CNW FEMALE NEWSMAKER OF 2019: Cori “Coco” Gauff

(REUTERS)

MIAMI, Florida – Delray Beach resident and rising tennis star Cori “Coco” Gauff, who became a star as the youngest player at the 2019 Wimbledon tennis tournament in England, is the Caribbean National Weekly’s female newsmaker of 2019.

Since July 1, 2019, the name Cori “Coco” Gauff became known nationally and across the world of tennis as the 15-year-old soundly defeated her idol, tennis icon Venus Williams, 39, in two sets – 6-4, 6-4 in the women singles first round at the Wimbledon tennis tournament in England.

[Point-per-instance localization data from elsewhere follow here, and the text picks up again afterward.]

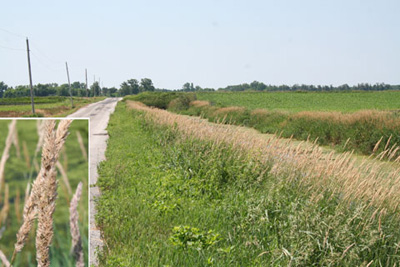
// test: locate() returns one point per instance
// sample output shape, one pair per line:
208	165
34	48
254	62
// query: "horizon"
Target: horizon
213	44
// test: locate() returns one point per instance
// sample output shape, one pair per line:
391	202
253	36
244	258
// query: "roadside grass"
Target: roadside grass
358	131
47	107
19	171
169	199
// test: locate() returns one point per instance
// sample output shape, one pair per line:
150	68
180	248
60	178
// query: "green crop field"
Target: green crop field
306	101
20	170
172	199
44	106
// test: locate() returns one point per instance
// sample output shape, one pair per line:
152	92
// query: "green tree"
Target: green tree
146	85
95	89
3	88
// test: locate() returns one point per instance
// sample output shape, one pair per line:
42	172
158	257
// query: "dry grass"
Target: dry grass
81	145
199	103
76	249
41	201
380	118
370	181
4	259
64	177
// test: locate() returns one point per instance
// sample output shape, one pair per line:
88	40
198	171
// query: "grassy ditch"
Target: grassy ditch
171	199
359	131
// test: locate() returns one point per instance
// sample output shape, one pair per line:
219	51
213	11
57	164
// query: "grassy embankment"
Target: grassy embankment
177	191
345	121
21	170
44	106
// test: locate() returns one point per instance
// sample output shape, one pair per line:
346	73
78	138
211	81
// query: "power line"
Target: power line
12	33
44	64
10	48
44	54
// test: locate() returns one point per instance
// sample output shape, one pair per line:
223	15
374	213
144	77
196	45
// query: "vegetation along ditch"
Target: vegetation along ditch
180	191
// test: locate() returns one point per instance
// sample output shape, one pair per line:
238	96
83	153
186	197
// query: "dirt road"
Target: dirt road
99	114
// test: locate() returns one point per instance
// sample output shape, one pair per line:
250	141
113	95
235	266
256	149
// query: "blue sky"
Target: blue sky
212	43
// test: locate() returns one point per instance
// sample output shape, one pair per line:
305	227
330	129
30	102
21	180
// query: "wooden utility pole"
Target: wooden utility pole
69	84
30	76
87	93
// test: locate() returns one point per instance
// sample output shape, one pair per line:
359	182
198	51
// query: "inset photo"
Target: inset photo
44	192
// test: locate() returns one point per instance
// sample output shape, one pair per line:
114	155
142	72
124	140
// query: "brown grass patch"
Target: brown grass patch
370	181
199	103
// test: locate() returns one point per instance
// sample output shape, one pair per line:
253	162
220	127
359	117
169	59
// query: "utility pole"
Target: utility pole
87	93
69	84
30	76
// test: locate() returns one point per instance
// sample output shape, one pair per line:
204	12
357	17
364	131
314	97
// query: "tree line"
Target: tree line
259	86
133	86
79	89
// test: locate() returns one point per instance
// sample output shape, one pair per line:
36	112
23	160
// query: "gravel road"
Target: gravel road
99	114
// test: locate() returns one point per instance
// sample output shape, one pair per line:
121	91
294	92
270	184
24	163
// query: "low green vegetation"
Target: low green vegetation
172	200
44	106
306	101
164	100
359	131
20	170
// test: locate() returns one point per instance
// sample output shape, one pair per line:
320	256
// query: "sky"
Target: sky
211	43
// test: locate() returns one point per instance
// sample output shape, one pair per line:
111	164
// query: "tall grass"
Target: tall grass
180	191
40	204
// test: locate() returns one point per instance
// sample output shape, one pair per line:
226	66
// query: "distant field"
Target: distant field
46	106
306	101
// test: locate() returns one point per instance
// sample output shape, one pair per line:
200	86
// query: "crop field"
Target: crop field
44	106
364	131
21	169
306	101
181	191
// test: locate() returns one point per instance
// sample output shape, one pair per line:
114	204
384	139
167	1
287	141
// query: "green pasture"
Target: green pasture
171	201
306	101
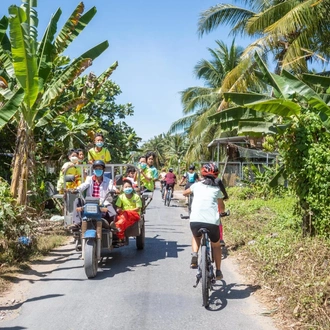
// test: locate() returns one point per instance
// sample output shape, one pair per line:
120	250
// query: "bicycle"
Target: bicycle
205	272
168	197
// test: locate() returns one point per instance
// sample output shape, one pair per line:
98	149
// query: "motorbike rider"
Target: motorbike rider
191	177
98	185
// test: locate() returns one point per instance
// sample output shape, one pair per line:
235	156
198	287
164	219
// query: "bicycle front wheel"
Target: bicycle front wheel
205	277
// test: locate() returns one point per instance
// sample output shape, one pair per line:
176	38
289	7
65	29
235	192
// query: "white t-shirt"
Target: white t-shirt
204	207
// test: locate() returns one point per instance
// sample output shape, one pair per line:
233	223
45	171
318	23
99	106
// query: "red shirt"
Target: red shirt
96	187
170	178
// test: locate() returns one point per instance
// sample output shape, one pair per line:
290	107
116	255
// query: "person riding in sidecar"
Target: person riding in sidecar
98	185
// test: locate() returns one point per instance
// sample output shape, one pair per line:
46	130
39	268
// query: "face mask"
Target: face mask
128	190
74	159
98	172
143	165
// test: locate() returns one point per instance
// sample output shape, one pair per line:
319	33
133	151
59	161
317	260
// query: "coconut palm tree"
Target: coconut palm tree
292	30
201	102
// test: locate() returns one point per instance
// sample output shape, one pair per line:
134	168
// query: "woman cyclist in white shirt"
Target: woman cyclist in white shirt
206	205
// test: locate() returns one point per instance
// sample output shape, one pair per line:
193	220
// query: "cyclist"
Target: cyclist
191	177
207	203
150	159
161	178
225	197
170	179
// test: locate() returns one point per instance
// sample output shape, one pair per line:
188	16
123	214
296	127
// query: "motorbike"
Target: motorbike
96	237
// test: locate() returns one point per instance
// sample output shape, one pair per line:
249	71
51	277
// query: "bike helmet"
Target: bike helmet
99	163
210	170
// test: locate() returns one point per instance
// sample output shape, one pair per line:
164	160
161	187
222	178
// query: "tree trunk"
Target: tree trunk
23	164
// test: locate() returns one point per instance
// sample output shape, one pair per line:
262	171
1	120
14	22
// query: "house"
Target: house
235	155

Gauff, an African-American, was the youngest ever competitor to qualify to play at Wimbledon in the professional era. Entering Wimbledon she was ranked 313 in the world, and although she had been playing impressively before, she was considered to be there just for the experience.

Those, including her parents, who have witnessed Gauff’s progress in the sport in recent years expect her to excel on the international circuit.

In a post-game interview after defeating Venus Williams, Gauff said she never thought she would have won and “I’m literally living my dream right now.”

Gauff made her ITF debut in May 2018 as a qualifier into the 25K event at Osprey, where she won her first professional match. At age 14, she won her first Junior Grand Slam Title in June 2018 at the French Open.

In September 2018, she won the Girls’ Doubles at the US Open with her partner Caty McNally. Gauff finished 2018 strong by winning the Girls (18 and under) division of the Orange Bowl International Tennis Championships.

At the 2019 Miami Open in March, Gauff recorded her first World Tennis Association (WTA) match-win against Caty McNally. In the second round, she lost to Daria Kasatkina.

Following her loss in the second round of qualifying at the French Open, Gauff qualified for the main draw at Wimbledon, after entering the qualifying draw using a wildcard. She upset world No. 92 Aliona Bolsova, the top seed in the qualifying draw, in the first round and defeated No. 128 Greet Minnen in the third and final qualifying round while only losing two games.

After upsetting Venus Williams in her first match at Wimbledon, Gauff amazingly continued her run into the fourth round with victories over Magdaléna Rybáriková and No. 60 Polona Hercog. She was eliminated with a fourth-round loss to eventual champion Simona Halep. With her Wimbledon performance, Gauff rose to No. 141 in the world.

Gauff played in one US Open Series tournament at the Citi Open, where she qualified for the main draw but lost in the first round. She also entered the doubles event with Caty McNally and defeated Fanny Stollár and Maria Sanchez in the final for their first career WTA title in their first WTA event together. 

At the US Open, Gauff was awarded wild cards into the singles and doubles main draws. She continued her Grand Slam success in singles with two three-set wins over Anastasia Potapova and Tímea Babos, but was defeated in the third round by world No. 1 Naomi Osaka.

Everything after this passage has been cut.